Sekarang, orang-orang tak lagi melemparkan permen pada Yeshika. Kini mereka melemparkan senyum saat melintas. Para pemuda menitipkan surat pada pelayan karena tak berani mendekati jendela kamarnya. Ibu Yeshika menyuruh orang untuk menambatkan seekor anjing pemburu di bawah jendela kamar putrinya. Aroma surat-surat itu membuat Yeshika mual. Ia tak pernah membaca surat-surat itu sampai selesai.
Ibu nyaris tak pernah lagi mengetuk pintu kamar Yeshika sejak seorang lelaki tinggal bersama mereka dan ia harus memanggil lelaki itu ayah.
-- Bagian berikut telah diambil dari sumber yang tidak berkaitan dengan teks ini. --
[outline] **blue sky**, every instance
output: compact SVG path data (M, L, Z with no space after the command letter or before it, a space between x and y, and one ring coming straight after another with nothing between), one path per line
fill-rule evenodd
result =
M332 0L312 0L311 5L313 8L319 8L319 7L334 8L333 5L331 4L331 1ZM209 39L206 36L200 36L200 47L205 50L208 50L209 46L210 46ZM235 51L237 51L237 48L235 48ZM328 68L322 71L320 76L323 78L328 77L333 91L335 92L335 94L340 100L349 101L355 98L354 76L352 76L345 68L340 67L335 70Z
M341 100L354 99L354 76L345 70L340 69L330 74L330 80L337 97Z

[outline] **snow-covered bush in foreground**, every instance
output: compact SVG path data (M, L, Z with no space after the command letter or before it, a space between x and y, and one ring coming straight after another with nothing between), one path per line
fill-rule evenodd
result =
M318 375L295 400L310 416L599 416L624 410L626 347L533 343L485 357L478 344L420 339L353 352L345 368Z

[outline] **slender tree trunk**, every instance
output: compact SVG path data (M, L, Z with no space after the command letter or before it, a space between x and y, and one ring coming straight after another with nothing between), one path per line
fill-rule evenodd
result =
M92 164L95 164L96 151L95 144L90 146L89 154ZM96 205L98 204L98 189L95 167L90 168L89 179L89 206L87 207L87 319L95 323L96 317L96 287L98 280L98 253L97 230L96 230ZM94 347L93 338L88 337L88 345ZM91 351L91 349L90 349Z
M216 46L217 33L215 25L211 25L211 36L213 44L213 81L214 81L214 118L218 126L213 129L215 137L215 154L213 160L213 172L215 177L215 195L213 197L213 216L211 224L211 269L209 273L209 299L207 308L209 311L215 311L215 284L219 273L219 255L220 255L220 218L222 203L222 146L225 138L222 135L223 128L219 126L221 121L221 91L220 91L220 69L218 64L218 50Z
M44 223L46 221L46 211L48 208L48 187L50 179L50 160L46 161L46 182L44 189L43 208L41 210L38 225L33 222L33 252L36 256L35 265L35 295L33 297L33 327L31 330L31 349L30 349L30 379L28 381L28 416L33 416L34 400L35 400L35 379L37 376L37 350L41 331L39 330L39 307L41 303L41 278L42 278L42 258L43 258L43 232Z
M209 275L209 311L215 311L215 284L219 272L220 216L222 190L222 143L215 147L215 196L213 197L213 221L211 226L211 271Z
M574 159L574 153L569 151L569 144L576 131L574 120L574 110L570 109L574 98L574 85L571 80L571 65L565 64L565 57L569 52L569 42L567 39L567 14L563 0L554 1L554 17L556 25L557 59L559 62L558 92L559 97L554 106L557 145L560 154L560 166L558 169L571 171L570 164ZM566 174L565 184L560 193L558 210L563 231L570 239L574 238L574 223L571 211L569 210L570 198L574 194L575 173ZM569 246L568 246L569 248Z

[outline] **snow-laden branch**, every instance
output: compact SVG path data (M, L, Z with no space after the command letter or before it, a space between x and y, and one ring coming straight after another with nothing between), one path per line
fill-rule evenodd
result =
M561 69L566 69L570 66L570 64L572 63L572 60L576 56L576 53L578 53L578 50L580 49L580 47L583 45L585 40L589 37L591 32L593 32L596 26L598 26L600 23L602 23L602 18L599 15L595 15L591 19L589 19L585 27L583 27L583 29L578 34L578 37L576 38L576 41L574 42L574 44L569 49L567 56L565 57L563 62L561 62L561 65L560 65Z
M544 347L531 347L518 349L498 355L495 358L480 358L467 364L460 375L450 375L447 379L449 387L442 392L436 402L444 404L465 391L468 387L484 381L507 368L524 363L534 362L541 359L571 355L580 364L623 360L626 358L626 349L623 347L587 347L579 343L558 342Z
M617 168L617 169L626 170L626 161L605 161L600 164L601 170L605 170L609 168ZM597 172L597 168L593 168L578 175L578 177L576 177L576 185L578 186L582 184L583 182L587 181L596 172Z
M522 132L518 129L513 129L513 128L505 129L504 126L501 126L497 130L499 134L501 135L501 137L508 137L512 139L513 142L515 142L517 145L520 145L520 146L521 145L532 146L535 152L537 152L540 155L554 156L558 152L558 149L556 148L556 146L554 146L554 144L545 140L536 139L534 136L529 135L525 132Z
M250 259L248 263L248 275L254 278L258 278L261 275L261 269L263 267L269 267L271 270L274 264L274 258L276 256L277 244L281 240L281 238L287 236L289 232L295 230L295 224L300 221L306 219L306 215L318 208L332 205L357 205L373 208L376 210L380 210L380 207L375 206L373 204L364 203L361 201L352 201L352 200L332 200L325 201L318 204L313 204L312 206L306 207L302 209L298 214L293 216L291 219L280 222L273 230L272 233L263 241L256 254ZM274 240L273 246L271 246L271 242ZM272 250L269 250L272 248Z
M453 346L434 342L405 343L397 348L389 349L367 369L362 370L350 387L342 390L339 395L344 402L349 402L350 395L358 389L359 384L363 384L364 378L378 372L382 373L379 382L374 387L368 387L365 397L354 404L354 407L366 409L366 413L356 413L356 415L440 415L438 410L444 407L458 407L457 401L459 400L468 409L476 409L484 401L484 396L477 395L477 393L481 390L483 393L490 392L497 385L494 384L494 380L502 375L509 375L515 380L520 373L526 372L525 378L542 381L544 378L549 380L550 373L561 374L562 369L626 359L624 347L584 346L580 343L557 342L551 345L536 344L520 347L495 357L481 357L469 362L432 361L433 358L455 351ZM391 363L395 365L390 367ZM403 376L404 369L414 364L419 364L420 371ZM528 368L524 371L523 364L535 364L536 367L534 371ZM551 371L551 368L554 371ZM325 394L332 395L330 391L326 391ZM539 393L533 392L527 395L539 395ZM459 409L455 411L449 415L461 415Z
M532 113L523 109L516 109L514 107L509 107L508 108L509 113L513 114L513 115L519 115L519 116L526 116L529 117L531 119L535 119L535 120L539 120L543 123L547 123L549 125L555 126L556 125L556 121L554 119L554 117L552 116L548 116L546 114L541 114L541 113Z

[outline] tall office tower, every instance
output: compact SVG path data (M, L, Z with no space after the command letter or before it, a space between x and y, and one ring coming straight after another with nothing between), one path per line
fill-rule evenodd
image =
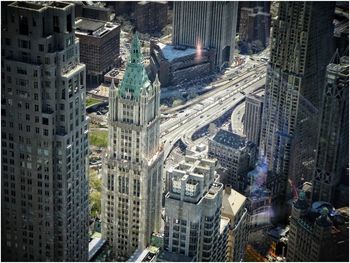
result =
M261 118L264 98L256 94L247 94L245 97L245 112L243 119L243 132L247 140L259 145Z
M173 45L215 50L214 64L233 62L238 2L174 2Z
M293 203L287 261L349 261L349 207L334 209L326 202L311 207L300 192Z
M349 164L348 57L327 66L323 96L312 199L333 203L335 188Z
M102 235L120 260L146 248L161 214L160 85L147 77L137 33L130 53L123 80L110 87L102 179Z
M215 160L186 156L168 172L165 259L226 261L229 219L221 217L223 185L215 182L215 166Z
M88 124L74 5L13 2L5 13L2 259L86 261Z
M288 177L296 187L312 179L333 13L331 2L281 2L272 23L260 149L274 197L285 196Z

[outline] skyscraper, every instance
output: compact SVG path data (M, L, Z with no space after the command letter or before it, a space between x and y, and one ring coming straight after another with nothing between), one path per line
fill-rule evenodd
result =
M2 259L86 261L88 124L74 5L2 7Z
M173 45L215 50L215 66L233 62L238 2L174 2Z
M109 93L109 143L102 178L102 235L118 259L145 249L160 227L163 149L160 85L142 64L137 33L118 87Z
M281 2L273 21L260 148L275 197L288 177L296 186L312 179L333 12L331 2Z
M169 171L166 254L185 255L188 261L226 261L230 220L221 217L223 185L215 182L215 165L215 160L186 156Z
M327 66L323 96L312 199L333 203L335 188L349 164L348 57Z

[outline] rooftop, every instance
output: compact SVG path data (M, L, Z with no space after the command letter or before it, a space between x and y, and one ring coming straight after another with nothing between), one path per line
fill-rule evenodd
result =
M128 262L150 262L154 261L154 257L158 254L159 248L149 246L146 249L137 249L134 254L128 259Z
M224 232L225 228L230 223L230 219L224 216L220 217L220 234Z
M330 203L317 201L312 203L311 209L301 219L299 224L309 231L317 222L319 225L331 225L332 234L348 236L349 233L349 207L334 209Z
M192 262L193 257L163 250L159 253L158 262Z
M241 208L244 208L246 197L226 186L222 196L222 215L234 217Z
M159 48L161 49L163 56L166 60L169 62L173 61L177 58L182 58L186 56L191 56L196 54L195 48L185 48L185 49L178 49L175 48L173 45L165 45L162 43L158 43Z
M259 101L259 102L263 102L263 96L259 96L257 94L254 94L254 93L250 93L250 94L247 94L245 96L246 100L247 99L251 99L251 100L254 100L254 101Z
M16 7L21 7L21 8L25 8L25 9L31 9L31 10L40 10L42 8L45 8L45 6L41 5L41 4L37 4L37 3L29 3L29 2L14 2L12 4L10 4L10 6L16 6Z
M112 31L118 26L118 24L111 22L79 17L75 21L75 33L78 35L93 35L94 37L102 37L104 34Z
M96 253L102 248L102 246L106 243L106 240L95 237L89 243L89 260L92 259Z
M213 140L230 148L239 149L245 145L245 138L236 133L219 130Z
M206 193L206 195L204 196L204 198L207 199L214 199L216 197L216 195L218 193L220 193L221 189L223 188L223 185L221 183L213 183L210 188L209 191Z
M167 1L156 1L156 2L155 1L139 1L139 2L137 2L138 5L147 5L147 4L150 4L150 3L166 5Z
M75 22L77 30L81 31L96 31L97 29L104 26L104 22L98 20L92 20L87 18L79 18Z
M336 60L336 59L334 59ZM327 66L328 72L349 76L349 57L341 57L339 61L334 61Z
M19 7L19 8L25 8L25 9L39 11L39 10L43 10L43 9L45 9L47 7L65 9L67 6L73 6L73 4L71 4L71 3L64 3L64 2L54 2L54 1L49 1L49 2L17 1L17 2L11 3L10 6L15 6L15 7Z

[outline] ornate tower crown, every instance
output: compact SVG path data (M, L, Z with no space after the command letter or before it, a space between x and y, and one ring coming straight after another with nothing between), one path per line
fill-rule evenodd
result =
M147 89L150 85L151 82L142 64L141 44L136 32L131 41L130 59L120 84L119 95L124 98L137 99L142 89Z
M141 44L139 34L136 32L131 42L131 54L129 63L142 63Z

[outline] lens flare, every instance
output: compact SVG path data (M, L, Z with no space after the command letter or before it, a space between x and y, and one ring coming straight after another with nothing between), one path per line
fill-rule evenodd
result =
M202 44L201 41L198 39L196 44L196 57L195 61L199 62L202 59Z

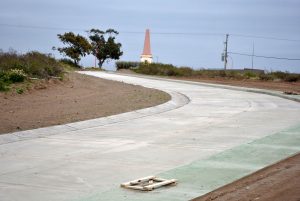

Ibunya dan lelaki itu sering bepergian dan meninggalkan Yeshika bersama para pelayan. Sekarang, ibu tidak lagi membawakannya boneka. Ibu mengatakan bahwa Yeshika sudah terlalu besar untuk menimang boneka. Ibu juga melarang Yeshika untuk duduk di bingkai jendela. Tapi Yeshika tak memedulikannya. Ia masih menanti kedatangan kupu-kupu yang bisa diajaknya untuk berdansa.
Suatu hari, ibu pergi bersama lelaki itu dan tak pernah kembali. Yeshika mendapat kabar bahwa mereka telah tiada. Tetapi, Yeshika tak dapat menitikkan air mata. Para pelayan mengetuk pintu kamarnya untuk mengucapkan turut berduka. Tetapi, ia tak ingin membukakan pintu untuk siapa pun. Ketika ia duduk termenung di bingkai jendela kamarnya, orang-orang melambaikan tangan sebagai tanda belasungkawa. Saat itulah, ia berucap, ”Kupu-kupu!”
Sejak itu pula, orang-orang memanggilnya kupu-kupu, karena hanya kata itulah yang bisa ia ucapkan. Orang-orang mengira, Yeshika sangat terguncang atas kepergian ibunya. Tak ada yang tahu, ia hanya ingin menyimpan sebuah rahasia. Sejak ibunya tiada, seekor kupu-kupu selalu mendatangi jendela kamarnya saat purnama tiba. Ia berdansa dengan kupu-kupu itu di bawah cahaya rembulan.
____________________________
Fitri Manalu, tinggal di Medan Amplas, Sumatera Utara. Ia menulis kumpulan cerpen Sebut Aku Iblis (2015) dan novel Minaudiere (2016). Cerpennya termuat di sejumlah antologi bersama, media daring, dan media cetak. Bergiat di komunitas Rumah Pena Inspirasi Sahabat.